Siamo in estate e il caldo è davvero soffocante in tutto il paese, ma in Sicilia (come tutto del resto) assume contorni esagerati e coloriti.
C’è “caudu”, “s’accupa”.
Intanto la parola “CAUDU” proviene dall’aggettivo latino “CALIDUM”, accusativo di “CALIDUS”, diventando “CALIDU”, perdendo la m e la i, viene fuori “caudu”, cioè caldo.
Mentre “accupari” (soffocare a causa dell’alta temperatura), è riconducibile al catalano “ACUBARSE”, cioè asfissiare, morire di caldo.
Una giornata “accupusa” è il preludio alla canicola che sta per arrivare.
Il siciliano comincia a “svintuliarsi”, si lamenta che “non c’è un filu di boria”, c’è l’umidità, e spera fortemente che arrivi una “pettubbazione” per rinfrescarsi, sempre con un nome di donna (chissà perché!).

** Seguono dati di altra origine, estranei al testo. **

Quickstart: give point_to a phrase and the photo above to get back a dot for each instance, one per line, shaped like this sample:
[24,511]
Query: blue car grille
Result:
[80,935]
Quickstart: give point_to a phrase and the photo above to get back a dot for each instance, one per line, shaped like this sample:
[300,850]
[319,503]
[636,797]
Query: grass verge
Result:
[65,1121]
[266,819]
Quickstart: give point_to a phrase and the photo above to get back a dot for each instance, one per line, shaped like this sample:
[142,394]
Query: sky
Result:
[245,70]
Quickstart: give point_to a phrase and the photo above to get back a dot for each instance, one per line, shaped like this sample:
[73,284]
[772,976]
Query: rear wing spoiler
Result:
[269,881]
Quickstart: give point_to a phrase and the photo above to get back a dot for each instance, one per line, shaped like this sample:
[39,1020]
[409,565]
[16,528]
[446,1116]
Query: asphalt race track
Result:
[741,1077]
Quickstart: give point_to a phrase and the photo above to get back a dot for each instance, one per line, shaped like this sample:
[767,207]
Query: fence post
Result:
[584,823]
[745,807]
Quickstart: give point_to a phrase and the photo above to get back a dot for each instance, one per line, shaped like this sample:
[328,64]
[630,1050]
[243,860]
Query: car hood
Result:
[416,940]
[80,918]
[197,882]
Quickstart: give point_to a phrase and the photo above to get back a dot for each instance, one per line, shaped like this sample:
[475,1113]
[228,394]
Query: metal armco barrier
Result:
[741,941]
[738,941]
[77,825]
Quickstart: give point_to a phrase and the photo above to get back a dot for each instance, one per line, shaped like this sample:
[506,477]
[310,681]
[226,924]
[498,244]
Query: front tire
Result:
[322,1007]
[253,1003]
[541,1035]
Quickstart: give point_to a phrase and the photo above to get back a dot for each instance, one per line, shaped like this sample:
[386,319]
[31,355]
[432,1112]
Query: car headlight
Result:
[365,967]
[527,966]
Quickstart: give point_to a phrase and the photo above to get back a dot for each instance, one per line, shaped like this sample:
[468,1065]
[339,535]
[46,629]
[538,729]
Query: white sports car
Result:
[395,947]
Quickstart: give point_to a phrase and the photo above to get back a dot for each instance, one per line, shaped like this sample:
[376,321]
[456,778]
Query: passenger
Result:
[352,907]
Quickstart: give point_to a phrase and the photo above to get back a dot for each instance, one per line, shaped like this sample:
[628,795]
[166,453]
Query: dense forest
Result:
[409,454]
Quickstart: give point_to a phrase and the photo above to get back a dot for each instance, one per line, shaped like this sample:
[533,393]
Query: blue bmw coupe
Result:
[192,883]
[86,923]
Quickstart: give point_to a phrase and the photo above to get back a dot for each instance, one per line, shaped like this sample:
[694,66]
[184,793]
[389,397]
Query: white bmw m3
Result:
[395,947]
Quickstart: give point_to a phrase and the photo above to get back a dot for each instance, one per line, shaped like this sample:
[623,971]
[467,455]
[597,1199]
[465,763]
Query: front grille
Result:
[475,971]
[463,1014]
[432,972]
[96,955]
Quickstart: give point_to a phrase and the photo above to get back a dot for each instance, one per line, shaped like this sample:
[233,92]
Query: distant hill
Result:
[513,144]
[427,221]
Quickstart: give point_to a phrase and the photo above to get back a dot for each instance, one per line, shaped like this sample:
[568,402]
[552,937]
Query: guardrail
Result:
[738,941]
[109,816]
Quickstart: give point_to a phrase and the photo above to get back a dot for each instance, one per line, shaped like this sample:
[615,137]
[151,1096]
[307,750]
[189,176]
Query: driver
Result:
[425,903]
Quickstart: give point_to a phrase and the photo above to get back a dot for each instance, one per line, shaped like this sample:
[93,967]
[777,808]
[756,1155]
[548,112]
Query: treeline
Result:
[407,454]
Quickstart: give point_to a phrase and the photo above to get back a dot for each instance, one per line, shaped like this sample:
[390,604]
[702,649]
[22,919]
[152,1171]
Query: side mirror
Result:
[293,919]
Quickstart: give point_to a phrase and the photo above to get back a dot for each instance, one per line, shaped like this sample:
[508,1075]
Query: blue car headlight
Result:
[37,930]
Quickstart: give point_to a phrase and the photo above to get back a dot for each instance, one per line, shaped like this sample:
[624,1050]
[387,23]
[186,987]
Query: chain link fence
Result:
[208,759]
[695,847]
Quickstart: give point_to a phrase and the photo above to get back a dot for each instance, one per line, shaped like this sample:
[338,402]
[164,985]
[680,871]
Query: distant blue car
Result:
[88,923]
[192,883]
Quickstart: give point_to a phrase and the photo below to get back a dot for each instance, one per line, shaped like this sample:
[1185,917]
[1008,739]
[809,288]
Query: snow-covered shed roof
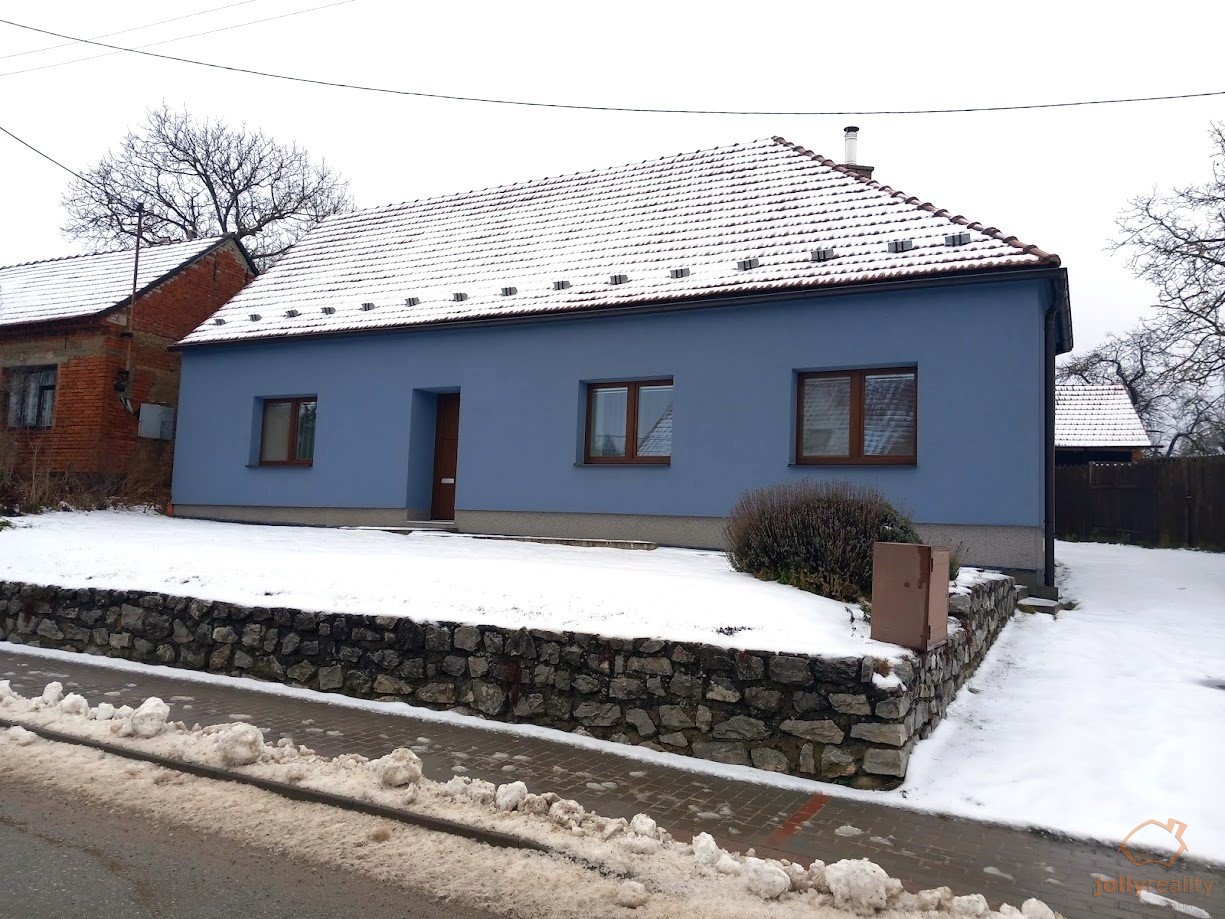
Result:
[747,218]
[1096,417]
[80,286]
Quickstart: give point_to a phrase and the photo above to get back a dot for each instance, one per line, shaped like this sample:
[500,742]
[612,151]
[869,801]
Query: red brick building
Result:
[79,359]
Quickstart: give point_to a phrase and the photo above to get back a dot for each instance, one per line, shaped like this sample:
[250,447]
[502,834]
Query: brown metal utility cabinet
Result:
[910,594]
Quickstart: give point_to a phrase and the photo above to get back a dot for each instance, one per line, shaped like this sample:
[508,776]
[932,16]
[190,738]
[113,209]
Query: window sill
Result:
[858,463]
[622,466]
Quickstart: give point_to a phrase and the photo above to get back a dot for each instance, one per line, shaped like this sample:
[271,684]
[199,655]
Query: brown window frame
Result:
[631,424]
[48,392]
[292,447]
[856,456]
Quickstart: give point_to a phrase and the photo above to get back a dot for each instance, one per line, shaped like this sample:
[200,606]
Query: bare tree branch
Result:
[1172,365]
[202,179]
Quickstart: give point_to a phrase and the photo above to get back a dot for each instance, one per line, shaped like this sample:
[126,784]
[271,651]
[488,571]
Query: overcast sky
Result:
[1055,178]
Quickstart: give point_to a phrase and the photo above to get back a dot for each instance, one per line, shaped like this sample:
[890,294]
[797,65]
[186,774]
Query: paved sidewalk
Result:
[921,849]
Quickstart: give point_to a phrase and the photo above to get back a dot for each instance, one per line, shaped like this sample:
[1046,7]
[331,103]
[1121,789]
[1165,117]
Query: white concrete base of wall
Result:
[301,516]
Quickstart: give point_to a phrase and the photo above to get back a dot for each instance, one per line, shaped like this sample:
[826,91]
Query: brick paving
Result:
[921,849]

Ma non finisce qua, a questo si aggiunge l’immancabile arrivo della “canazza” (stato psicofisico che colpisce il siculo proprio quando avrebbe più cose da fare, ma il cervello viene inghiottito in un buco vuoto e nero senza forza né volontà).
Ma comunque è molto capace, dopo aver sentenziato, a trovare la rassegnazione con la pazienza per le avversità che lo contraddistingue e chiude con: “L’avemmu e nu tignemmu!”.